This is a continuation of yesterday’s post, in which I promised a critique of the specific plans for the new Barnes.
What’s wrong with the future MegaBarnes in Philadelphia is the same thing that’s wrong with the newly expanded Morgan Library and Museum, which opened in New York last April. As I wrote in The Atrium that Ate the Morgan in the June/July issue of Art in America magazine:
There’s just one problem: [Renzo] Piano has taken Morgan out of the Morgan.
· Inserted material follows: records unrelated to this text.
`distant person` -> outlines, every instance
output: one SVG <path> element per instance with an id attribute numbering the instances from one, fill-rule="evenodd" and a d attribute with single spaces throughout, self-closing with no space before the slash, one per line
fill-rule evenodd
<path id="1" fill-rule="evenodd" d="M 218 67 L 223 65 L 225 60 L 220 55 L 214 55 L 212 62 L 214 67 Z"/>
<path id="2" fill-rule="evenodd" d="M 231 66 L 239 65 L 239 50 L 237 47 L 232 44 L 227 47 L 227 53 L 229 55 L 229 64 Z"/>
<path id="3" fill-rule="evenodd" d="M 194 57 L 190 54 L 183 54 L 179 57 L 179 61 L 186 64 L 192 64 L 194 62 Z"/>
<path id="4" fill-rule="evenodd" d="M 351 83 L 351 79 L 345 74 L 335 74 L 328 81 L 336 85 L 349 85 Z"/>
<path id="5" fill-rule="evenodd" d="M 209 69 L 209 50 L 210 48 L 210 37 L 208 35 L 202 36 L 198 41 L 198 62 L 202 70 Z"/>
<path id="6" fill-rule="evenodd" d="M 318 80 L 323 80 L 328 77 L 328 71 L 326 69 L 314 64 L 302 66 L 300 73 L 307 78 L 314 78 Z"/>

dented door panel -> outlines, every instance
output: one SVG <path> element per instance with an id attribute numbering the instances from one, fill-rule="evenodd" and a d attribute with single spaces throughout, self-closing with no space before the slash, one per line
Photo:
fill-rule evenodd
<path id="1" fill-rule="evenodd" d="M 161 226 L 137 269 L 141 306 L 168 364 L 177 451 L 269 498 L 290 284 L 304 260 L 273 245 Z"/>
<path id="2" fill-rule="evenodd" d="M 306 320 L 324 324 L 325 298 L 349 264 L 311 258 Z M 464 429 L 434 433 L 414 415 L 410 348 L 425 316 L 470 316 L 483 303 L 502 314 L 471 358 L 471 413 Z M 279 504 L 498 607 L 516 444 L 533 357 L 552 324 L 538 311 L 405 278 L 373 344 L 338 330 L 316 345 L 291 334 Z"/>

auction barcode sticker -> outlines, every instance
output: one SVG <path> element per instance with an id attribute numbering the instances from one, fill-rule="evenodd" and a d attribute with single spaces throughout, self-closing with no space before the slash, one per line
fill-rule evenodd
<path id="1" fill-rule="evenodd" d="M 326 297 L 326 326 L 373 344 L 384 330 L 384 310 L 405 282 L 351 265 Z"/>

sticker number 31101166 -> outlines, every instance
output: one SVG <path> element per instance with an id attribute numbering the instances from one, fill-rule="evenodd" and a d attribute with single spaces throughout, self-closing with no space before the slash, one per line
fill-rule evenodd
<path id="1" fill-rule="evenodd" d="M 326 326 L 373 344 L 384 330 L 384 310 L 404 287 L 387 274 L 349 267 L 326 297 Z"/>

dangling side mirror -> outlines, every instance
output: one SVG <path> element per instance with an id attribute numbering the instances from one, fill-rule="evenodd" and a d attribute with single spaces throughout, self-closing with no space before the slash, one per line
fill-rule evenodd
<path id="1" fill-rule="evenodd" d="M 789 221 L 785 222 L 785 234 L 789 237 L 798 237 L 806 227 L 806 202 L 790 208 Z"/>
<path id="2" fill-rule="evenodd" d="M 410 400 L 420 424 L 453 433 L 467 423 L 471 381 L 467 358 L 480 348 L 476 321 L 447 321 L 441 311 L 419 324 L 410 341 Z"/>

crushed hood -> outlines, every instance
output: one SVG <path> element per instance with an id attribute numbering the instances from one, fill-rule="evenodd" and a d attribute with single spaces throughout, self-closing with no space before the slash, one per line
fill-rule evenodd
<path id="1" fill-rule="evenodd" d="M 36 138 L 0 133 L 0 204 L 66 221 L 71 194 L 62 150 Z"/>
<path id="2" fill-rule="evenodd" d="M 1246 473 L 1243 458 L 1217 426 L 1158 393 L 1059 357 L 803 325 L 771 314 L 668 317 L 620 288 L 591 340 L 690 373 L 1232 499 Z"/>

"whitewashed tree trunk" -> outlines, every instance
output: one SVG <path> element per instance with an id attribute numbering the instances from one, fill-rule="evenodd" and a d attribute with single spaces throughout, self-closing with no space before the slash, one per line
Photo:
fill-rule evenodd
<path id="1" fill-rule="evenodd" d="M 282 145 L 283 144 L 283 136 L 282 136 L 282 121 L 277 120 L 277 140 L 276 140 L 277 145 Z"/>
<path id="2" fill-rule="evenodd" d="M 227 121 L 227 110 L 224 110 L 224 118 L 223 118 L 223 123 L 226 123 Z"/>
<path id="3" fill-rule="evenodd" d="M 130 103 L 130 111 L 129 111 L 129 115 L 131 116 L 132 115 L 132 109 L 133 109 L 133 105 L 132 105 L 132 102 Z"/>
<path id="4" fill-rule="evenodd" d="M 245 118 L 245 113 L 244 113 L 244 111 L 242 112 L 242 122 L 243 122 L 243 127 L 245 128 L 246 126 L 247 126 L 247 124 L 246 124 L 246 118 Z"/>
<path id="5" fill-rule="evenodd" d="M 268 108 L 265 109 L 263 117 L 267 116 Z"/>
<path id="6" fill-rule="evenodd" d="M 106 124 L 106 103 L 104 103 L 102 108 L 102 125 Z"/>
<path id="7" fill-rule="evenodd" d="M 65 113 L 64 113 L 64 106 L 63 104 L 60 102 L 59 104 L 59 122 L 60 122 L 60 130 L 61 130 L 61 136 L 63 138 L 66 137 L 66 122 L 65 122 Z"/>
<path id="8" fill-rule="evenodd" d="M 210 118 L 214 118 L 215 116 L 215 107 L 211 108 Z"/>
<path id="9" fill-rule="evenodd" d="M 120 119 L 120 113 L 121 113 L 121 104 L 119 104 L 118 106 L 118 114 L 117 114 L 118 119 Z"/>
We don’t know yet if the architect for the Philly Barnes will be the ubiquitous Piano, Polshek Partnership (the Barnes’ site and program planners), or some other distinguished firm. But no matter how much sensitivity is employed, there is no getting around the fact that founder/collector Albert Barnes and his intimate, idiosyncratic galleries will be engulfed in a much larger, more modern building, which will inevitably do the same thing to Barnes that the new Morgan has done to Morgan. As I wrote, regarding the New York construction:
Part of the mystique of any house museum is the spirit of the master of the house. But now J.P. Morgan’s outsize ego has been supplanted by Piano’s beautiful but discordantly sleek addition. New Yorkers, especially, will love the way this gorgeous space accessions the whole city into the Morgan’s collection–a complex architectural collage viewed through glass walls. But the insular old-world ambience of the robber baron’s luxurious lair is upstaged by this upstart, with its modern glass-and-steel pizzazz.
Yes, you can still ogle the old man’s study and library….But these rooms now feel like a minor diversion from the main architectural event.
The Barnes part of the new Barnes will be approximately the same size as the 16,000-square-foot original facility, director Derek Gillman has indicated. But it will be dwarfed by a modern 120,000-square-foot structure, with special exhibition galleries and all the standard museum amenities and 21st-century diversions.
The dutiful recreation of the old Barnes room layouts and art installations, as a small portion of the much greater whole, will reduce his galleries to an anachronistic time capsule, diminishing rather than celebrating his spirit and achievement. These “faux” galleries, copies of the originals, would not only disregard Barnes’ written instructions that his collection remain as he left it, but would also violate his beliefs in a fundamental way: He was notorious for his aversion to reproductions. Barnes wouldn’t even allow visitors to sketch the works in his collection, yet his bastion of authenticity is soon to be transformed into a cluster of replicated galleries
My own NY Times Op-Ed piece is still my last world on the subject: Transplanting the Barnes from its idyllic Merion setting to a gritty urban site (now home to a juvenile correction facility) will “reduce…[this] unique haven created by a passionate collector to just another museum.”